First and foremost, ask yourself if you are showing up in the mirror of this article anywhere. If you do? It's time to end this problem, once and for all.
Related: The One Tool You Need for Success? A Mirror.
What if you work for someone who is a micromanaging nutcase and you fear they are the one, at the top, the CEO and president, who has the codependent hook so in place that it's trickling downward destroying the organization? First and foremost, ask yourself if you are delivering what you were hired for and then, be your own public attorney and show yourself the PROOF that you are. If this is in place, decide if where you are working is where you want to spend the rest of your life struggling.
None of us is a victim. We are all powerful people created to work, on task and with excellence. Read that again. WE are not victims. We didn't get into this mess we're in because someone forced us, we don't have a choice and there's nothing we can do. We are powerful, and we were created to live powerfully. Our habits are what are killing us as a race.
It's my belief that the root of codependency in the workplace is not actually codependency itself, but really, what we tolerate in our personal lives and our business merging together. We never change what we tolerate. If you're seeing this habit at home in any capacity, it's time to not only clean up the workspace, but clean up your personal life as well. You know the husband who can't do a thing on time unless his wife harps down his throat 27 times to get it done? Or the wife who can't seem to ever follow through on anything unless her husband reminds her and pushes her at least 19 times? This is not a great family unit. This is codependency, and it's ruining your family. Guess what? It's showing up in the workplace, too.
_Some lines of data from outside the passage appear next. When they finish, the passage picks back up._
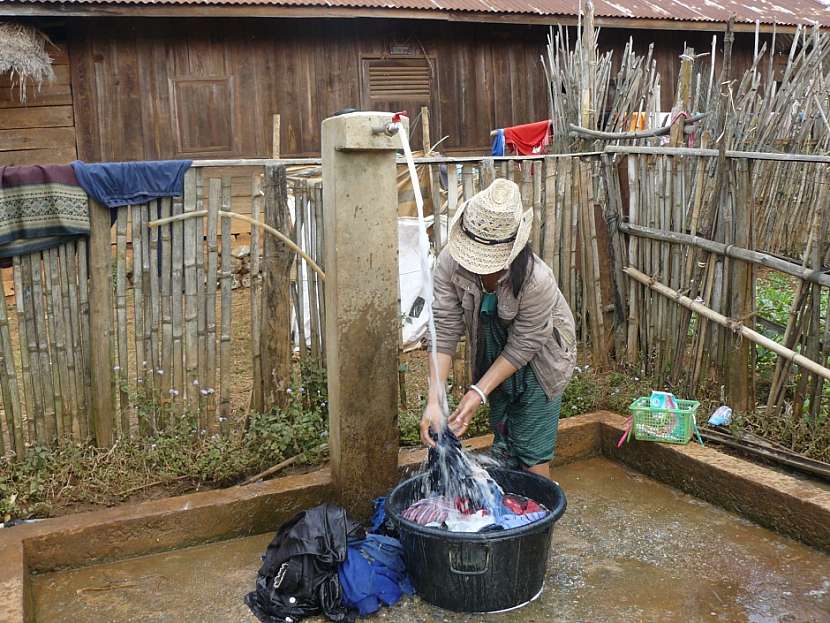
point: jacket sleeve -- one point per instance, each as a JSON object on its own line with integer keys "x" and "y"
{"x": 446, "y": 308}
{"x": 531, "y": 329}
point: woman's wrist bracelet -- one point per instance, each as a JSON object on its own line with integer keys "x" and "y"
{"x": 480, "y": 393}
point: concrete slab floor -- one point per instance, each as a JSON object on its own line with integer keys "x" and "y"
{"x": 627, "y": 549}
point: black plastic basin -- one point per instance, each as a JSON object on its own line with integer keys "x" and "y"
{"x": 472, "y": 572}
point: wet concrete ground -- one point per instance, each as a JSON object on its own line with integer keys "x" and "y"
{"x": 627, "y": 549}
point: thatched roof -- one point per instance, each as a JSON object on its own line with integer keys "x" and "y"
{"x": 23, "y": 55}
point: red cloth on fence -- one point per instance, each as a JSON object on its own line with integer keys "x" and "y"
{"x": 528, "y": 139}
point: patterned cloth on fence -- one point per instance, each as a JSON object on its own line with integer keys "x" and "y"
{"x": 40, "y": 207}
{"x": 116, "y": 184}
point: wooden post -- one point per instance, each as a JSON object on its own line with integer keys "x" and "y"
{"x": 425, "y": 130}
{"x": 275, "y": 327}
{"x": 681, "y": 102}
{"x": 100, "y": 322}
{"x": 362, "y": 307}
{"x": 275, "y": 136}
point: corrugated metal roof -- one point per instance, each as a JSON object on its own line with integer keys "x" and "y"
{"x": 787, "y": 12}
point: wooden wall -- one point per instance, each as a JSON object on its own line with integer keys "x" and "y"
{"x": 42, "y": 131}
{"x": 157, "y": 88}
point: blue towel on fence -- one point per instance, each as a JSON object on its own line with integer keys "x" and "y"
{"x": 498, "y": 143}
{"x": 374, "y": 574}
{"x": 116, "y": 184}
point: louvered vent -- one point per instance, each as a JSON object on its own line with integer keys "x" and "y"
{"x": 399, "y": 80}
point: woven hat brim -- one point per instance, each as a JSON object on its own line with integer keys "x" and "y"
{"x": 484, "y": 259}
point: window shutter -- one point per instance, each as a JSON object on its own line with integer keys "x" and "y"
{"x": 407, "y": 80}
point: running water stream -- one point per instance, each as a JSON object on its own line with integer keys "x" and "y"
{"x": 459, "y": 474}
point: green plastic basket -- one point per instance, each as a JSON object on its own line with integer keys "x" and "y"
{"x": 665, "y": 425}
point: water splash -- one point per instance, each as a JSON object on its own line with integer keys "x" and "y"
{"x": 459, "y": 474}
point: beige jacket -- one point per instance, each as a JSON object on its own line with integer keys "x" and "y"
{"x": 540, "y": 325}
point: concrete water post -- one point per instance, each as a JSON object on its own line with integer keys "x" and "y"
{"x": 362, "y": 305}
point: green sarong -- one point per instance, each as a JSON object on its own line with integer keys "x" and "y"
{"x": 524, "y": 421}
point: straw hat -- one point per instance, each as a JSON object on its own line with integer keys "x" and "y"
{"x": 490, "y": 229}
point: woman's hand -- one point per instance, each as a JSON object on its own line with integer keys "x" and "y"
{"x": 462, "y": 417}
{"x": 432, "y": 419}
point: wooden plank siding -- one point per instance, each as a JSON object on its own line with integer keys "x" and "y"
{"x": 43, "y": 130}
{"x": 305, "y": 70}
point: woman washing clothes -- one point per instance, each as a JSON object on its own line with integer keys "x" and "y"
{"x": 490, "y": 286}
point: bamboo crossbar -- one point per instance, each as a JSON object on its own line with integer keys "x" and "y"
{"x": 713, "y": 153}
{"x": 729, "y": 323}
{"x": 243, "y": 217}
{"x": 617, "y": 136}
{"x": 260, "y": 162}
{"x": 755, "y": 257}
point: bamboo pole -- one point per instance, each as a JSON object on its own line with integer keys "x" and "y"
{"x": 178, "y": 390}
{"x": 59, "y": 355}
{"x": 72, "y": 317}
{"x": 122, "y": 372}
{"x": 310, "y": 276}
{"x": 729, "y": 323}
{"x": 729, "y": 250}
{"x": 225, "y": 337}
{"x": 301, "y": 285}
{"x": 215, "y": 198}
{"x": 166, "y": 365}
{"x": 12, "y": 405}
{"x": 191, "y": 337}
{"x": 276, "y": 262}
{"x": 138, "y": 316}
{"x": 150, "y": 304}
{"x": 256, "y": 292}
{"x": 100, "y": 322}
{"x": 153, "y": 314}
{"x": 244, "y": 217}
{"x": 32, "y": 402}
{"x": 633, "y": 256}
{"x": 51, "y": 402}
{"x": 42, "y": 399}
{"x": 550, "y": 235}
{"x": 86, "y": 327}
{"x": 321, "y": 295}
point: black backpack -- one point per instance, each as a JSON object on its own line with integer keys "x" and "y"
{"x": 298, "y": 577}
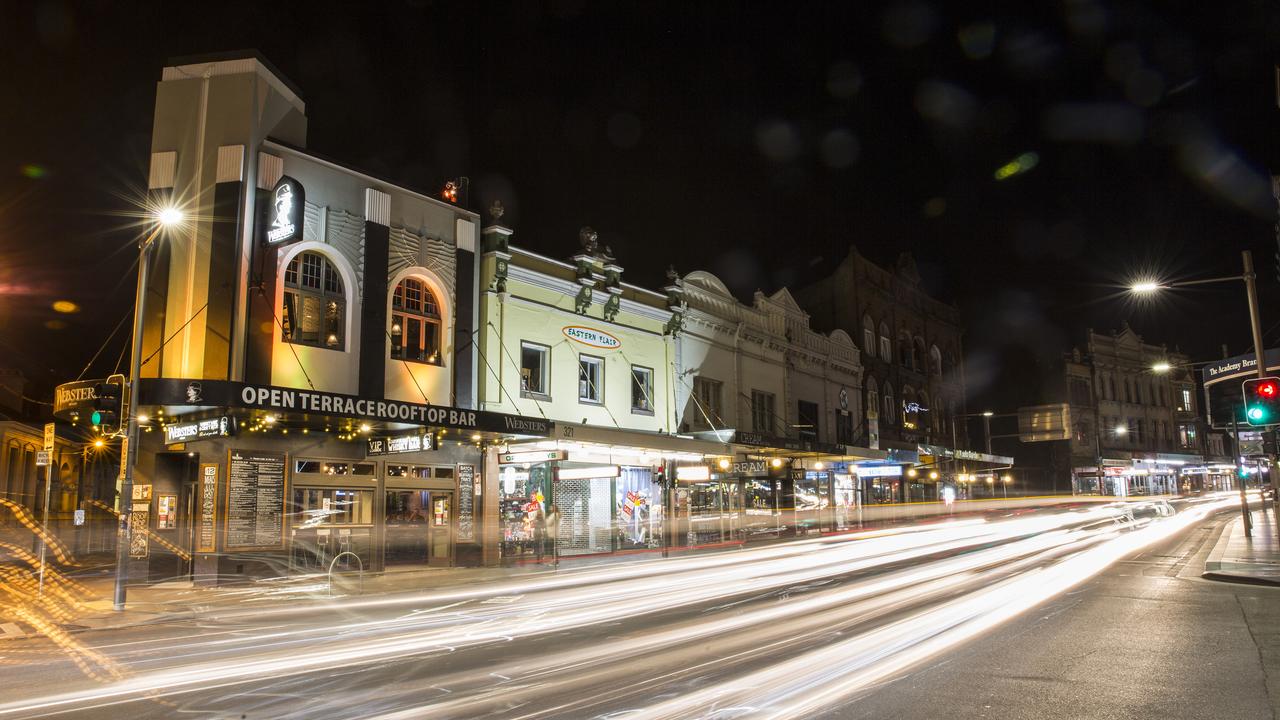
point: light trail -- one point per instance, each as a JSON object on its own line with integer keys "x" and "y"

Our personal lives always mesh into our corporate lives and we can't keep acting like they don't. That's why faith at work will work if it's working at home first. That's why unbelief at work destroys, because it's been killing our personal lives as well. Bad habits infect the workplace that take root in our homes. It's time to get back to the root cause of the common things we struggle with at work.
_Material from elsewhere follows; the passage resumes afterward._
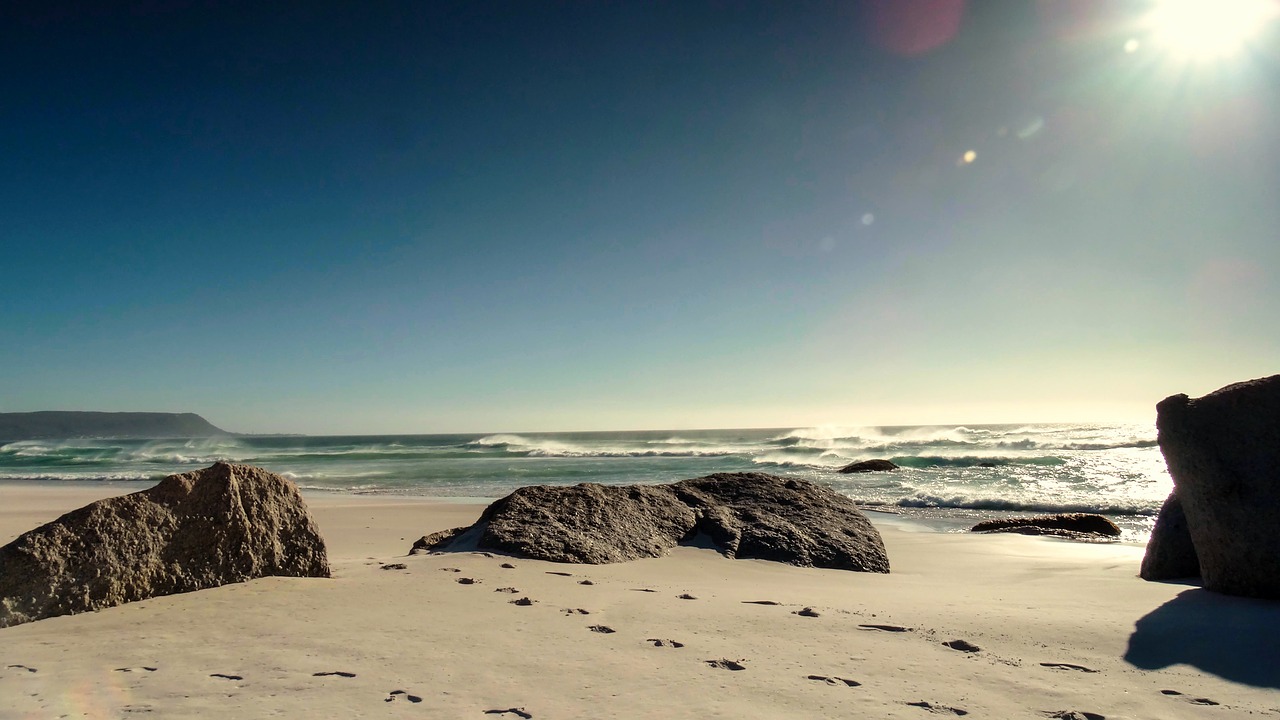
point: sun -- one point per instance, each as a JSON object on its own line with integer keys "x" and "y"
{"x": 1208, "y": 30}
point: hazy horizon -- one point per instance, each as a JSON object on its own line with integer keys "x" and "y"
{"x": 332, "y": 218}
Good news is this: anyone can change. The journey is worth pursuing. Dying a victim and struggling forever does NOT have to be our end. Start investing into a coaching program, if you are a leader, that can help you end micromanaging and codependency quickly. If you're an employee, do the same. Read really good books on leadership, team players and more. Invest in what is important to you (such as paying your bills on time and seeing your debt disappear) than get really good at what you do at work. But most importantly, get a good attitude and work ethic as well, that is devoid of codependency.
It is my personal belief that this is one of the fruits of faith at work, where we go head to head with the enemy, the things that are destroying our best lives and our best workplace, simultaneously. We have to do the work personally, do the work in the workplace and do the work nationally. This is how we become the powerful, non-codependent people we were created to be!